Although the flower blooms and fades quickly, the leafy splendor of caladium can last six months. Its large decorative “elephant ear” or “heart-shaped” variegated leaves are often marked along the veins with deeper hues. Distinct streaks and splotches add visual interest — anything from pink, purple, red or white.
“Fancy leaf”caladiums tend to have larger leaves and include Candidum, Carolyn Whorton, Fire Chief, Florida Cardinal, Florida Elise and Florida Sweetheart. All do well in and around Houston garden beds. The smaller, ruffly-edged “Lance Leaf” thrive in window boxes, planters and indoors in well-lighted living spaces.
“For overhung or dimly lit spots, select white-tinged caladiums to infuse the light with brightness,” says Hans Langeveld of longfield-gardens.com, an online retail source for quality bulbs and perennials. “This really works, you can change the feel from dank to cool with a mass planting of white-and-green caladiums like ‘Aaron’ or ‘Candidum.’ ”
Tips on Planting
Strategically decide where to plant your caladiums, which will rise to one foot or more. They look wonderful in landscaping and flower beds and are extremely easy to grow. Although some gardeners use seedlings or full-sized plants, it is the caladium bulbs or “tubers” which make light work of mass planting.
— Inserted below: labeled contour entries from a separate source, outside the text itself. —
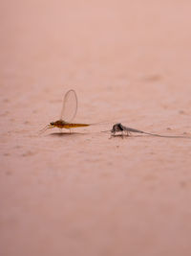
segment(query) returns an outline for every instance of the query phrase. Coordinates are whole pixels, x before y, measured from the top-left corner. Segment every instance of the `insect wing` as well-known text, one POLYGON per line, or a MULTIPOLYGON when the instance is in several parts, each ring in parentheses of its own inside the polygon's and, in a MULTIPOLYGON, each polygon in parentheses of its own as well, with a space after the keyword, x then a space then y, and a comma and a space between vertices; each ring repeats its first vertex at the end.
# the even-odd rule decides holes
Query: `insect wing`
POLYGON ((77 112, 77 96, 74 90, 68 91, 64 96, 64 102, 60 119, 70 123, 77 112))

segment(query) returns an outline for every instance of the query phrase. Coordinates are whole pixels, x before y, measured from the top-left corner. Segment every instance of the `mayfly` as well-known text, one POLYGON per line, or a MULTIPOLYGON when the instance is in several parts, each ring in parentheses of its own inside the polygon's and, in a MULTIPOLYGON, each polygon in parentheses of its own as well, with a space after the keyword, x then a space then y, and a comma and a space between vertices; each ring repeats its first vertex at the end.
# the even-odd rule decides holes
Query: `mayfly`
POLYGON ((64 96, 63 106, 60 114, 60 118, 57 121, 51 122, 41 131, 45 131, 48 128, 74 128, 89 127, 93 124, 75 124, 72 123, 77 112, 77 97, 74 90, 69 90, 64 96))
POLYGON ((162 138, 187 138, 187 139, 191 139, 191 137, 187 137, 187 136, 160 135, 160 134, 157 134, 157 133, 150 133, 150 132, 146 132, 143 130, 125 127, 125 126, 121 125, 120 123, 114 125, 113 128, 110 131, 111 131, 113 136, 115 136, 116 132, 121 132, 122 136, 124 134, 126 136, 129 136, 131 134, 131 132, 138 132, 138 133, 143 133, 143 134, 152 135, 152 136, 156 136, 156 137, 162 137, 162 138))

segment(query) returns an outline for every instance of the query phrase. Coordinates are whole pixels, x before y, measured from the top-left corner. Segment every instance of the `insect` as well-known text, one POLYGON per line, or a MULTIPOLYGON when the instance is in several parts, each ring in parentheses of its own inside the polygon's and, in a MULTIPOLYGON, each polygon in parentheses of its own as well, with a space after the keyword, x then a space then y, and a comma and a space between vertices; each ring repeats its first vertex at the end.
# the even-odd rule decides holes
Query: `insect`
POLYGON ((150 132, 146 132, 143 130, 139 130, 139 129, 136 129, 136 128, 127 128, 123 125, 121 125, 120 123, 117 123, 116 125, 113 126, 113 128, 110 130, 112 135, 115 136, 116 132, 121 132, 121 135, 123 136, 124 133, 126 133, 126 136, 129 136, 131 134, 131 132, 138 132, 138 133, 144 133, 147 135, 152 135, 152 136, 157 136, 157 137, 163 137, 163 138, 190 138, 191 137, 186 137, 186 136, 171 136, 171 135, 160 135, 160 134, 156 134, 156 133, 150 133, 150 132))
POLYGON ((63 106, 61 109, 60 118, 57 121, 51 122, 41 131, 44 132, 48 128, 73 128, 89 127, 94 124, 75 124, 72 123, 77 112, 77 97, 74 90, 69 90, 64 96, 63 106))

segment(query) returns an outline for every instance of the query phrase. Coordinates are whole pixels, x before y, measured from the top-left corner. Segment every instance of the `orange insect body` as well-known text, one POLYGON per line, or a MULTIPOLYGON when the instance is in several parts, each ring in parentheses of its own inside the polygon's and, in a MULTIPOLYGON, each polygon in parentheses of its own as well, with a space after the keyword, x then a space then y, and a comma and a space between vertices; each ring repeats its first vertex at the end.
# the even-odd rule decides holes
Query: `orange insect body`
POLYGON ((67 123, 64 120, 57 120, 55 122, 51 123, 52 126, 59 128, 83 128, 83 127, 89 127, 88 124, 73 124, 73 123, 67 123))
POLYGON ((60 119, 55 122, 51 122, 41 131, 48 128, 74 128, 89 127, 91 124, 75 124, 72 123, 77 111, 77 97, 74 90, 69 90, 64 97, 63 106, 61 110, 60 119), (66 121, 65 121, 66 120, 66 121))

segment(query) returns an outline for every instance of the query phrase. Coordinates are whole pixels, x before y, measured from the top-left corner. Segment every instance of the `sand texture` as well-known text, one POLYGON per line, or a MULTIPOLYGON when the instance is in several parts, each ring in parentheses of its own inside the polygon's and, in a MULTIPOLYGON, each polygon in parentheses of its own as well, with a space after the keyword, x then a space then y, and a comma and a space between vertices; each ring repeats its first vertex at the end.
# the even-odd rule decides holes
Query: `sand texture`
POLYGON ((191 2, 0 2, 0 255, 190 256, 191 2), (75 90, 79 123, 59 118, 75 90))

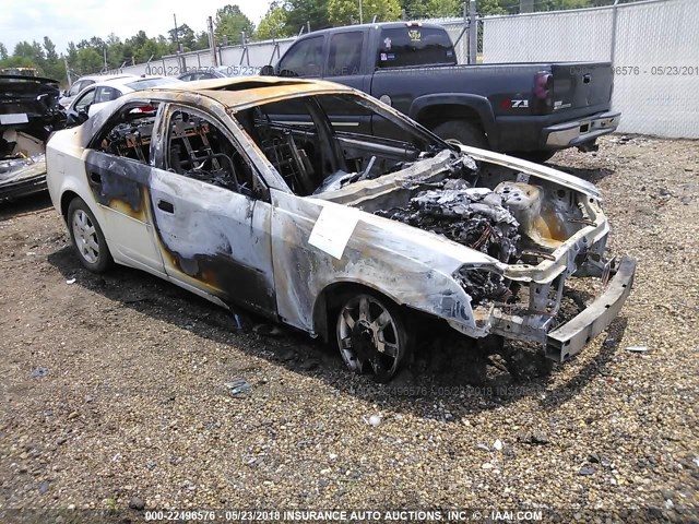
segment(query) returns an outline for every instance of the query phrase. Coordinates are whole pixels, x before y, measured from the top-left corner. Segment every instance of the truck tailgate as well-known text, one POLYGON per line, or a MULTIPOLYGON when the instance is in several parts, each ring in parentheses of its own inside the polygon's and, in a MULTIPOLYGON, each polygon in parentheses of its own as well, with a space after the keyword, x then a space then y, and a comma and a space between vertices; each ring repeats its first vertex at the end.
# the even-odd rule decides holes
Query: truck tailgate
POLYGON ((552 64, 554 112, 560 109, 608 107, 614 74, 611 62, 552 64))

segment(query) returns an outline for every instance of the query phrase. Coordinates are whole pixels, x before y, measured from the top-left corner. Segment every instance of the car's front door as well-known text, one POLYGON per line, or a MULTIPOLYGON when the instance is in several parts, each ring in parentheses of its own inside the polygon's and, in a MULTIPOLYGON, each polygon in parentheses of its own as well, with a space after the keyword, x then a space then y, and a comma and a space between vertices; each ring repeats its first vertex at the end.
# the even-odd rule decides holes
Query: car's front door
POLYGON ((153 241, 147 181, 157 107, 134 102, 117 111, 84 153, 85 175, 99 205, 99 224, 118 262, 164 274, 153 241))
POLYGON ((163 129, 163 169, 150 192, 165 271, 192 290, 274 315, 272 206, 256 169, 203 111, 171 105, 163 129))

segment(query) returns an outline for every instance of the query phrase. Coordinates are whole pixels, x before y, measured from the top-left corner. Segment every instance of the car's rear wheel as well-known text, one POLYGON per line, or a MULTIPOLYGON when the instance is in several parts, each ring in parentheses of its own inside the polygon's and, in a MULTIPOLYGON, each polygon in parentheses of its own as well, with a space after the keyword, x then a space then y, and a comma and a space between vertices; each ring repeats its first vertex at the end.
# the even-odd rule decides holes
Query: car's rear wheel
POLYGON ((114 263, 102 228, 87 204, 79 198, 68 206, 68 230, 80 262, 93 273, 104 273, 114 263))
POLYGON ((440 123, 433 131, 437 136, 451 144, 471 145, 482 150, 489 148, 485 133, 476 124, 467 120, 449 120, 440 123))
POLYGON ((543 164, 546 160, 549 160, 556 153, 556 150, 542 150, 542 151, 522 151, 522 152, 513 152, 510 153, 512 156, 517 156, 519 158, 524 158, 525 160, 535 162, 537 164, 543 164))
POLYGON ((388 382, 399 371, 412 342, 401 310, 370 293, 357 293, 342 301, 336 335, 347 367, 356 373, 370 369, 377 382, 388 382))

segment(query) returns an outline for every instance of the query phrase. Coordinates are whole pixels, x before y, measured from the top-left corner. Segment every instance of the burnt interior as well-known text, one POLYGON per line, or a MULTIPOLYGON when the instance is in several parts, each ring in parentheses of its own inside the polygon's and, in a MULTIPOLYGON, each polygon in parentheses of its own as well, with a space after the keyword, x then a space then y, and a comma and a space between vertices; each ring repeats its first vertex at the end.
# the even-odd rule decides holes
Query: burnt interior
POLYGON ((0 175, 44 162, 46 141, 66 123, 54 80, 0 75, 0 175))
POLYGON ((240 110, 236 118, 300 196, 401 170, 445 146, 354 95, 291 98, 240 110))
MULTIPOLYGON (((351 95, 287 99, 236 117, 270 163, 299 195, 318 195, 441 235, 506 264, 535 266, 591 224, 579 193, 514 169, 475 163, 420 128, 351 95), (363 180, 401 171, 384 189, 363 180)), ((581 260, 587 253, 581 253, 581 260)), ((562 278, 520 286, 502 275, 464 267, 454 278, 472 306, 549 314, 562 278)), ((554 305, 554 306, 552 306, 554 305)))
POLYGON ((107 124, 107 131, 96 140, 95 148, 149 164, 156 114, 157 104, 126 107, 107 124))

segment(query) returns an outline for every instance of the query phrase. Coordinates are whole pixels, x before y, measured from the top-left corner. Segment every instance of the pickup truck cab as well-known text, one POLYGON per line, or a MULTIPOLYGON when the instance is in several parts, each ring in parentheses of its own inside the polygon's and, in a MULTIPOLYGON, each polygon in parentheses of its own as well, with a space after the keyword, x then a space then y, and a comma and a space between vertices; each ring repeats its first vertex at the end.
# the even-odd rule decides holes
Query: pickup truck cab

Tubers should be planted in the ground this month to ensure a blossoming jungle of caladium in late summer.
First-time handlers of caladium tubers may be confused by a seemingly dried brown clump with leftover roots. “How do I orient the tuber in the dirt?” is a common question. Caladium gets planted bud side up with its smooth underside placed three inches down, about a foot apart. This is to protect new roots which develop (oddly) on top of the tuber. These roots like to be warm and wet. They sprout around the dormant eyes (also located on the top) and respond to filtered light
Kids and Pets
The beauty of caladium can’t be beat. But beware! It contains oxalate crystals and may cause burning, swelling, and choking if ingested. Therefore, caladium should be grown out of reach of children and pets.
Precaution: The handling of caladium is generally thought to be safe, but it makes sense to wear gloves when transplanting.